Kasus pembunuhan warga Spanyol, Maria Matilda Muñoz Cazorl (73), di Lombok pada awal Juli 2025 lalu, terus mengungkap fakta-fakta mengerikan. Di persidangan Pengadilan Negeri Mataram, Rabu (28/1), salah satu terdakwa, Heri alias GE, mengisahkan betapa jenazah korban sempat berpindah-pindah tempat selama hampir sebulan. Awalnya, mereka sembunyikan di ruang genset hotel.

"Kondisinya masih 'ngorok' waktu dipindahkan ke ruang genset," ujar Heri di hadapan majelis hakim, mengacu pada kondisi korban yang masih sekarat.

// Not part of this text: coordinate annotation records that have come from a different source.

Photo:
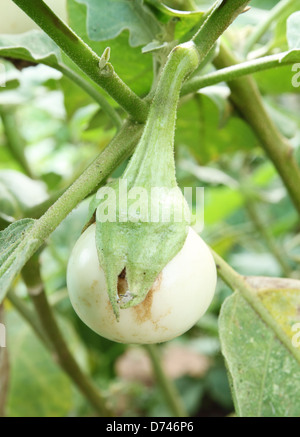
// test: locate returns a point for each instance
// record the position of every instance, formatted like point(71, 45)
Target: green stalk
point(33, 280)
point(91, 91)
point(167, 387)
point(261, 29)
point(235, 71)
point(219, 17)
point(239, 284)
point(14, 141)
point(84, 57)
point(247, 99)
point(119, 149)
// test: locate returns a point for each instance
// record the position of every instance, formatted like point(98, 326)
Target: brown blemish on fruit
point(122, 283)
point(94, 285)
point(142, 311)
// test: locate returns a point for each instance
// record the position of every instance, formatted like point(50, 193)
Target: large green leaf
point(265, 376)
point(33, 46)
point(133, 67)
point(106, 19)
point(18, 192)
point(38, 388)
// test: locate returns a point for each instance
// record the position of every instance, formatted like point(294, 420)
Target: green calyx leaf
point(142, 219)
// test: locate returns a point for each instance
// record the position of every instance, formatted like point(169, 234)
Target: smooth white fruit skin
point(179, 297)
point(14, 20)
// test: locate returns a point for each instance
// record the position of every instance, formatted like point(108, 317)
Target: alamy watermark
point(296, 337)
point(2, 335)
point(159, 204)
point(296, 77)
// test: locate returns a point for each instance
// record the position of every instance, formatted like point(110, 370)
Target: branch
point(219, 17)
point(235, 71)
point(32, 278)
point(242, 285)
point(91, 91)
point(247, 99)
point(84, 57)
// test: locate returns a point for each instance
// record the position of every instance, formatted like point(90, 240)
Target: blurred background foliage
point(50, 130)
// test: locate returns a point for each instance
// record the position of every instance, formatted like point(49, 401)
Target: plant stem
point(166, 385)
point(247, 99)
point(239, 283)
point(219, 17)
point(33, 280)
point(84, 57)
point(234, 72)
point(14, 141)
point(91, 91)
point(265, 24)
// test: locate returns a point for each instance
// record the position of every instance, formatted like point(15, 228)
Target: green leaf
point(18, 192)
point(293, 30)
point(38, 388)
point(199, 128)
point(136, 70)
point(265, 377)
point(107, 19)
point(12, 252)
point(32, 46)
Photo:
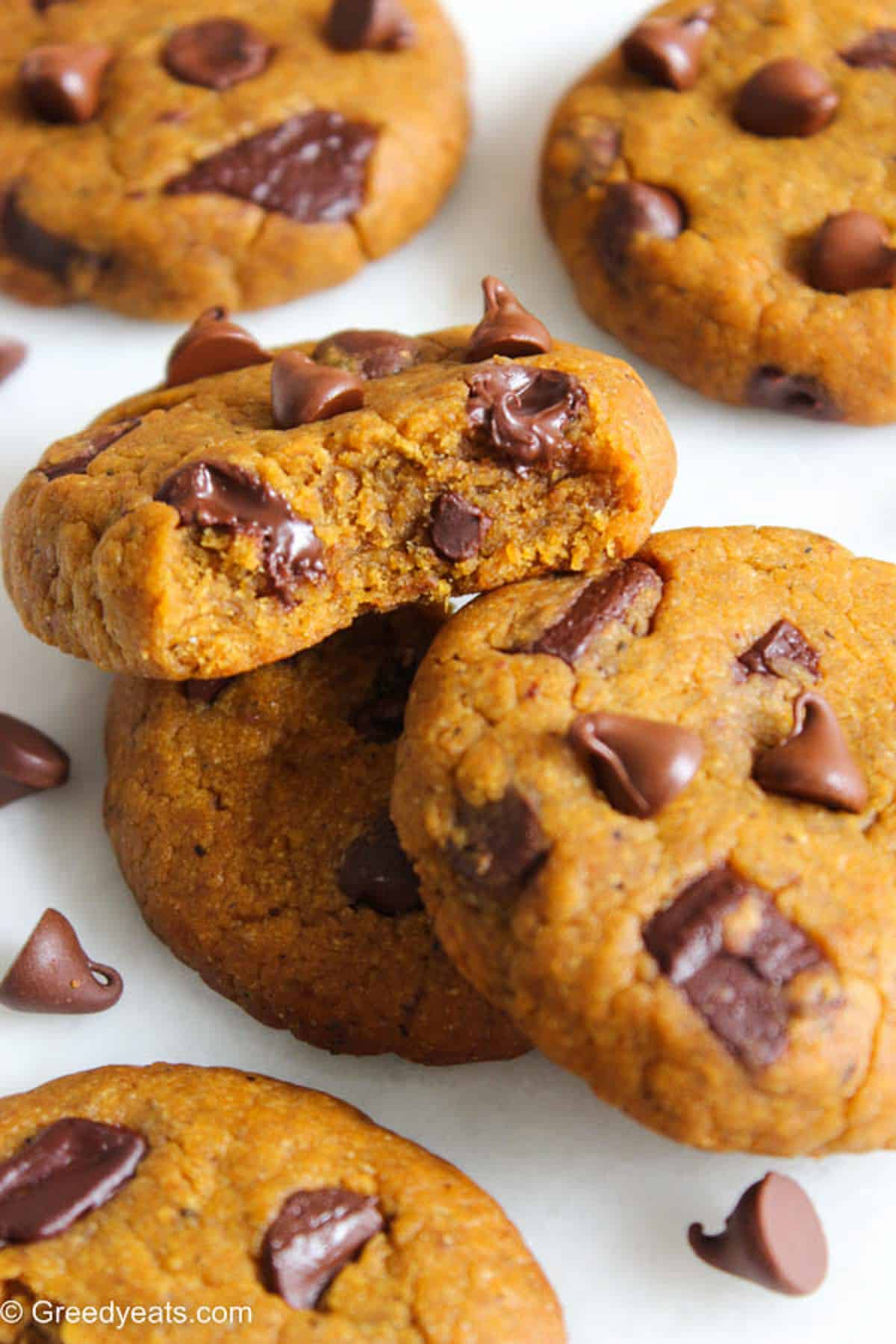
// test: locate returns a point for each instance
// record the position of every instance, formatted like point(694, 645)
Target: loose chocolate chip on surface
point(30, 761)
point(523, 414)
point(304, 391)
point(774, 1238)
point(376, 873)
point(374, 25)
point(223, 495)
point(213, 346)
point(638, 764)
point(852, 252)
point(63, 82)
point(67, 1171)
point(314, 1236)
point(786, 99)
point(217, 53)
point(667, 52)
point(312, 168)
point(507, 329)
point(53, 974)
point(815, 764)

Jaraknya tak jauh, cuma sekitar sepuluh meter dari kamar korban. Mereka berdua Heri dan Suhaeli (SU), pegawai hotel mengeluarkan Maria Matilda lewat jendela samping.

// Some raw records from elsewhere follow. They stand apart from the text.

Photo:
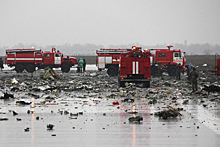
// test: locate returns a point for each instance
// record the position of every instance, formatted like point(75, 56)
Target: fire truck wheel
point(19, 68)
point(121, 84)
point(65, 68)
point(112, 71)
point(30, 68)
point(171, 70)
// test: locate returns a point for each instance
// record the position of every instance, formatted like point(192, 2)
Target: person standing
point(193, 76)
point(178, 71)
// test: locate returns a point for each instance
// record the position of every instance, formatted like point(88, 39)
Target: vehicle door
point(57, 58)
point(177, 58)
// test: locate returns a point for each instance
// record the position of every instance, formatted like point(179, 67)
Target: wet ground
point(83, 114)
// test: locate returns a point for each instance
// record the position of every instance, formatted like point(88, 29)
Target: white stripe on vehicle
point(137, 67)
point(24, 58)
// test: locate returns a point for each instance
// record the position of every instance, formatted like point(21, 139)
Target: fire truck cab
point(109, 58)
point(135, 67)
point(217, 64)
point(170, 59)
point(29, 59)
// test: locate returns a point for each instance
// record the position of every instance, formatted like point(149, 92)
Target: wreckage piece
point(49, 73)
point(50, 126)
point(135, 119)
point(211, 88)
point(170, 112)
point(2, 119)
point(115, 103)
point(7, 96)
point(129, 100)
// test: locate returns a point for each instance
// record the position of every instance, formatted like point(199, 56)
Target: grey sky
point(106, 22)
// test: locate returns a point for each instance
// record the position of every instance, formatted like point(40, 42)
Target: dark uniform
point(160, 70)
point(193, 76)
point(188, 73)
point(178, 72)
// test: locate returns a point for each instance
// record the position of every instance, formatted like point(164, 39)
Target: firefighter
point(160, 70)
point(188, 73)
point(81, 64)
point(84, 65)
point(193, 76)
point(1, 64)
point(178, 71)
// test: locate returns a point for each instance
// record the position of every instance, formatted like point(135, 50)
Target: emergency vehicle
point(170, 59)
point(109, 58)
point(135, 67)
point(29, 59)
point(217, 64)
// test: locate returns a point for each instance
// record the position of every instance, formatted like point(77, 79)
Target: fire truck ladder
point(111, 51)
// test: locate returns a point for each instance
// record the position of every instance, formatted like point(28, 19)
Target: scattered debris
point(135, 119)
point(50, 126)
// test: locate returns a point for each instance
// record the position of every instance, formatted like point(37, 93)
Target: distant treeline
point(90, 49)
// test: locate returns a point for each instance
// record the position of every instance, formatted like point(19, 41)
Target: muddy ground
point(84, 102)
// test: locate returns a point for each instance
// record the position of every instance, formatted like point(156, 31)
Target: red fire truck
point(135, 67)
point(109, 58)
point(29, 59)
point(217, 64)
point(169, 58)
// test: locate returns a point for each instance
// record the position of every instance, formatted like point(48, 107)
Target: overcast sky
point(109, 22)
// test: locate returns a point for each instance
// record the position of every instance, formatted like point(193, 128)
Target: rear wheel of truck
point(112, 71)
point(30, 68)
point(65, 68)
point(172, 70)
point(19, 68)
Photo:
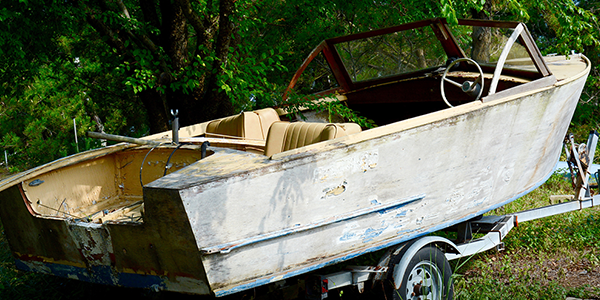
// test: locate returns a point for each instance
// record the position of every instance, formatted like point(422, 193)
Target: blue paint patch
point(348, 236)
point(401, 214)
point(371, 233)
point(97, 274)
point(399, 240)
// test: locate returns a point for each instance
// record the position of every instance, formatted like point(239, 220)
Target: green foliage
point(336, 110)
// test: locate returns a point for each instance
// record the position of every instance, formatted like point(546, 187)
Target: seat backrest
point(285, 136)
point(247, 125)
point(266, 117)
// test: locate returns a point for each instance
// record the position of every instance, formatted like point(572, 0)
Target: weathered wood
point(235, 220)
point(119, 138)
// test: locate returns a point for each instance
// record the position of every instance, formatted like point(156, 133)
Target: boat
point(458, 134)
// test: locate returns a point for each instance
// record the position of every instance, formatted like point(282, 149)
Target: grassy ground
point(551, 258)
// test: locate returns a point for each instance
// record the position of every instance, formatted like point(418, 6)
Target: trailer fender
point(408, 250)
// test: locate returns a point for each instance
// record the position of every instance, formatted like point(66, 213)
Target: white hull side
point(440, 169)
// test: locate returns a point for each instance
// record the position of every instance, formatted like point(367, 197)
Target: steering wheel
point(474, 89)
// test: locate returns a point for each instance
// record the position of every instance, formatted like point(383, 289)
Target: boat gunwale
point(422, 120)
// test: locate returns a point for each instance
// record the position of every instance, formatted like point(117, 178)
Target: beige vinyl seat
point(285, 136)
point(251, 125)
point(247, 125)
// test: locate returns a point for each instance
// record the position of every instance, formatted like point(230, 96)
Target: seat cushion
point(285, 136)
point(247, 125)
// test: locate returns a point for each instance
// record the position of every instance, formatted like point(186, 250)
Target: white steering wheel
point(472, 88)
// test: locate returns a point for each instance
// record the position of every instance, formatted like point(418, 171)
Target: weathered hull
point(235, 220)
point(258, 220)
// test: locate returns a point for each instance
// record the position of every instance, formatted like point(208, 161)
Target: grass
point(549, 258)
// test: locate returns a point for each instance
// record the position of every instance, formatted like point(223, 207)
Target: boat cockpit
point(401, 72)
point(387, 75)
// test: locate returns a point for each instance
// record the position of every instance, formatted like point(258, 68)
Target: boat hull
point(259, 220)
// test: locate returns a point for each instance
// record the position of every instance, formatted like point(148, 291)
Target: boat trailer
point(401, 266)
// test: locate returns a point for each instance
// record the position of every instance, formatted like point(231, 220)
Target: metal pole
point(75, 129)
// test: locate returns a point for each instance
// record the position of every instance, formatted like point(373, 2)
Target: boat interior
point(106, 188)
point(386, 75)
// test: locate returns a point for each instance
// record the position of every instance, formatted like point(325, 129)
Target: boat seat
point(247, 125)
point(285, 136)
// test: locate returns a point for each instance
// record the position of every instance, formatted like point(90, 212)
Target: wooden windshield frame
point(442, 33)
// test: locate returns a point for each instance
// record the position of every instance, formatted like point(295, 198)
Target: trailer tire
point(428, 276)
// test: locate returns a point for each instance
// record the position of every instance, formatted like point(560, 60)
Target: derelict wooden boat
point(285, 199)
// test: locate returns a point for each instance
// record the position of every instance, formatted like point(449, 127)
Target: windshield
point(391, 54)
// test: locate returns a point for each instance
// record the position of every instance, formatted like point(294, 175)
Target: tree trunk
point(482, 36)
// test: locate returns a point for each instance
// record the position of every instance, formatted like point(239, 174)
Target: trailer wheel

Setelah empat hari di ruang genset, jenazah itu dipindahkan lagi. Kali ini ke belakang kamar nomor 136. Tempatnya terbuka, dan jenazah hanya dibungkus selimut. "Di belakang kamar 136 itu hampir satu bulan," aku Heri. Di lokasi inilah jenazah itu terbengkalai cukup lama.

Rupanya, itu bukan akhir dari perjalanan jenazah malang itu. Heri mengaku mereka memindahkannya hingga enam kali. Ketika ada kabar polisi akan memeriksa TKP karena Maria Matilda dilaporkan hilang, mereka panik. Jenazah segera dipindah ke sebuah kamar kosong di lantai dua.

"Cuma sehari di kamar kosong itu, karena dengar kabar ada polisi datang," katanya.

Lalu, jenazah dibawa ke bukit belakang hotel. Bahkan di bukit itu, posisinya masih dipindahkan dua kali. Mereka seolah tak punya tempat aman untuk menyembunyikan bukti kejahatannya.